The door to the office is now closed, and the round school clock ticks, last seconds, beginnings’hellip;as the wastebasket begins to overflow with yellow-lined fits and starts, spent ammo
that missed its target, some with one word, a line, a stanza, some full sheets stillborn. Muse? How does one say goodbye to a friend: ‘Those who know don’t speak; Those who speak don’t know.’
So it is with some human beings, those who share poems and pet stories, who are conscious of another calendar, and each other. Kathleen, come back and tell me what it’s like to be an electron, small and intense, so thin.
Will you be invisible the whole day, will your eyes go soft and wet with new mysteries, possibilities? Are you tired after so many years teaching over and over the secrets of writing: Read and Write.

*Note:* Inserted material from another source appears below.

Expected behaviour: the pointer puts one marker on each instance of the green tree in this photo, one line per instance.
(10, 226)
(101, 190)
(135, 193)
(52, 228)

Tired of attendees listening to every word, praying for recognition and affirmation? I struggle to find the words to say how sad is my reflection in this office window, but how glad
to imagine you under a straw hat in an arbitrary garden, a lady bug in hand, a little dog at your feet, a table nearby with flowers and an open book, each line breaking off a bit of the world, while you pursue your own black on white.
Every writer creates his own language, so I finally find the words: friendship is like a river that is always splitting up into arms that reunite, friends are ageless, more alive than the living, set apart from the others in our lives.